The results are in! After nine months of instructing and assessing in various forms, I have comprehensive data on my students’ growth in literacy. How did they do? Each child achieved an average of 80 percent or better on a wide range of literacy assessments!
Because pre-k children often don’t show you everything they know or can do with one type of assessment, I used two types of assessments and incorporated all the objectives from each into my calculations. One type were performance-based assessments that include anecdotes and work samples collected while the children play and interact throughout the day. I supplemented these with standardized assessments administered by me to each child to test skills like letter identification and rhyming words.
Overall, 10 children out of 14 achieved 100 percent on the standardized assessments and 9 achieved 90 percent or higher on the performance-based assessments. I’m especially impressed by the individual gains made by the children, such as:
- Awana, who often struggled to move forward in letter identification and listening skills, in the end achieved 85 percent on the standardized assessments and 83 percent on the performance-based assessments.
- Tanasia, who started off the year too shy to even come to school the first day, achieved 100 percent mastery on the standardized assessments and 88 percent on the performance-based assessments.

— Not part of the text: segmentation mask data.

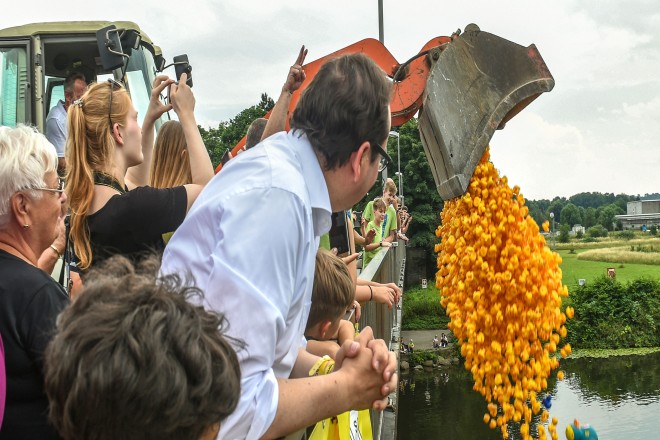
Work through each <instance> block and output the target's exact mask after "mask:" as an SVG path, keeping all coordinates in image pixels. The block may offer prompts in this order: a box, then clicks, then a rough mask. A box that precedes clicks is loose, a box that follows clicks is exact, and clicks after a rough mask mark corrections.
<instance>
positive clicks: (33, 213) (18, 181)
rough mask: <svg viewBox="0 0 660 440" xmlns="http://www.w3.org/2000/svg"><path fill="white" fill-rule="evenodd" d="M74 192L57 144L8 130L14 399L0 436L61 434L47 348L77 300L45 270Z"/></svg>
mask: <svg viewBox="0 0 660 440" xmlns="http://www.w3.org/2000/svg"><path fill="white" fill-rule="evenodd" d="M65 205H66V195H65V194H64V192H63V185H62V182H61V181H60V179H59V177H58V175H57V153H56V152H55V147H53V145H52V144H51V143H50V142H48V141H47V140H46V138H45V136H43V135H42V134H40V133H39V132H37V131H36V129H34V128H32V127H27V126H23V125H19V126H18V127H15V128H10V127H0V335H1V336H2V341H3V344H4V349H5V367H6V374H7V396H6V402H5V414H4V420H3V423H2V426H1V427H0V439H28V438H29V439H51V438H52V439H57V438H59V436H58V435H57V432H56V431H55V429H54V428H53V427H52V426H51V425H49V423H48V419H47V414H48V400H47V398H46V394H45V393H44V390H43V352H44V350H45V348H46V345H47V344H48V342H49V340H50V337H51V336H52V334H53V332H54V329H55V320H56V318H57V315H58V314H59V313H60V311H62V309H64V307H65V306H66V305H67V304H68V302H69V298H68V296H67V294H66V292H65V291H64V289H63V288H62V286H60V285H59V284H58V283H56V282H55V280H54V279H53V278H52V277H51V276H50V275H49V274H48V273H46V272H44V271H43V270H41V269H39V268H38V261H39V258H40V257H41V255H42V253H44V251H46V249H49V248H50V246H51V245H52V244H53V242H54V241H55V239H56V238H57V236H58V233H59V231H58V227H59V226H58V225H59V224H60V222H61V220H62V216H63V215H64V209H65Z"/></svg>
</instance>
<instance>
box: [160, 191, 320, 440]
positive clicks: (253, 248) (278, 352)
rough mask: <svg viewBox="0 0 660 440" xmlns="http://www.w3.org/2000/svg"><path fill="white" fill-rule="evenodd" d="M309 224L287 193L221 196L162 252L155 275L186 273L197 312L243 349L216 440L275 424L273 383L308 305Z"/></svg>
mask: <svg viewBox="0 0 660 440" xmlns="http://www.w3.org/2000/svg"><path fill="white" fill-rule="evenodd" d="M217 180H218V179H213V180H212V181H211V183H209V186H208V187H207V188H205V190H204V193H205V195H209V194H213V190H214V188H213V185H214V184H215V183H217ZM311 222H312V220H311V209H310V208H308V207H306V206H305V203H304V202H303V201H302V200H301V199H300V198H299V197H298V196H297V195H295V194H292V193H290V192H288V191H285V190H282V189H277V188H265V189H251V190H249V191H245V192H235V193H233V194H230V195H229V194H227V193H226V192H225V194H223V196H222V197H219V196H218V197H214V196H212V195H211V196H209V197H204V198H201V199H198V200H197V201H196V203H195V206H194V207H193V210H191V212H190V213H189V217H188V218H187V219H186V221H185V222H184V223H183V225H182V226H181V227H180V228H179V229H178V230H177V231H176V232H175V234H174V236H173V237H172V239H171V240H170V242H169V244H168V246H167V248H166V251H165V254H164V256H163V266H162V269H161V271H162V272H163V273H171V272H175V271H180V270H181V269H189V270H191V271H192V275H193V277H194V279H195V281H196V284H197V286H198V287H200V288H201V289H202V291H204V294H205V306H206V307H207V308H209V309H212V310H215V311H219V312H221V313H223V314H224V315H225V317H226V318H227V320H228V322H229V329H228V331H227V334H228V335H230V336H232V337H234V338H238V339H241V340H242V341H244V342H245V343H246V348H245V349H244V350H239V351H238V352H237V355H238V357H239V362H240V365H241V398H240V401H239V404H238V407H237V409H236V411H235V412H234V413H233V414H232V415H231V416H229V417H228V418H227V419H226V420H225V421H224V422H223V423H222V424H221V431H220V434H219V438H227V439H239V438H241V439H243V438H246V439H258V438H260V437H261V436H262V435H263V434H264V432H265V431H266V430H267V429H268V427H269V426H270V425H271V424H272V422H273V420H274V418H275V414H276V412H277V403H278V387H277V379H276V378H277V377H282V378H284V377H288V376H289V374H290V372H291V369H292V367H293V364H294V363H295V360H296V357H297V353H298V348H299V347H300V345H301V337H300V336H301V335H302V334H303V333H304V327H305V323H306V321H307V316H308V314H309V306H310V305H311V285H312V282H313V279H311V278H309V275H308V274H310V273H311V274H312V278H313V270H314V269H313V268H314V266H313V265H314V258H313V256H315V252H316V250H315V249H313V246H314V236H313V226H312V224H311ZM310 249H312V252H310ZM310 255H312V258H311V259H310V258H309V256H310ZM310 265H311V266H310Z"/></svg>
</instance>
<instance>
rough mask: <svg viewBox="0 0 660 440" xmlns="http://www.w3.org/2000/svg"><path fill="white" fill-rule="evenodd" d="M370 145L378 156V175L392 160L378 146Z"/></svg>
mask: <svg viewBox="0 0 660 440" xmlns="http://www.w3.org/2000/svg"><path fill="white" fill-rule="evenodd" d="M371 145H373V147H374V149H375V150H376V151H377V152H378V154H380V163H379V164H378V172H379V173H380V172H381V171H383V170H384V169H385V168H387V165H389V163H390V162H392V158H391V157H390V155H389V154H387V151H385V150H383V147H381V146H380V145H378V144H376V143H372V144H371Z"/></svg>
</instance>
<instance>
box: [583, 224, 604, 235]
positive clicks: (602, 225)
mask: <svg viewBox="0 0 660 440" xmlns="http://www.w3.org/2000/svg"><path fill="white" fill-rule="evenodd" d="M587 235H588V236H589V237H591V238H596V237H607V229H605V228H604V227H603V225H595V226H592V227H590V228H589V229H587Z"/></svg>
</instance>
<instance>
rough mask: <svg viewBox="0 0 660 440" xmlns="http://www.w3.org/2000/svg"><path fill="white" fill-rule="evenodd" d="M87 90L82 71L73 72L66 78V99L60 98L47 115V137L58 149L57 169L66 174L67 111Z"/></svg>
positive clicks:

I realize some in the early childhood community are skeptical of the extent to which standardized assessments are developmentally appropriate. I agree that such tests could potentially produce inaccurate results, given the young age of my students. I try to reduce the potential for inaccuracies by identifying the assessments as “fun games to play with the teacher,” which can help the children feel more at ease and less stressed by the experience. I ask students if they would like to play with me, and many times they jump at the chance to spend some one-on-one time with the teacher, especially since they get to press the “easy” button (thanks, Staples) when they finish. I remember Tyrique expressing sadness that he could not play our “game” a second time.
Consistency between the scores given by the two types of assessments suggests that these techniques can help produce more reliable results from the standardized variety. The results also show general consistency between the two kinds of assessments.
Standardized assessments are necessary in my case because the kindergarten teachers who will have my students next year use them and not performance-based assessments. This begs the question, of course, why are kindergarten teachers not using performance-based assessments? I think they should use some combination of the two, at a minimum, to gain a more comprehensive understanding of their students’ strengths and needs.
I am very proud of my students’ growth and know that the combined efforts of Ms. Morrison, Ms. Bimba, each child’s family, and me contributed to their success.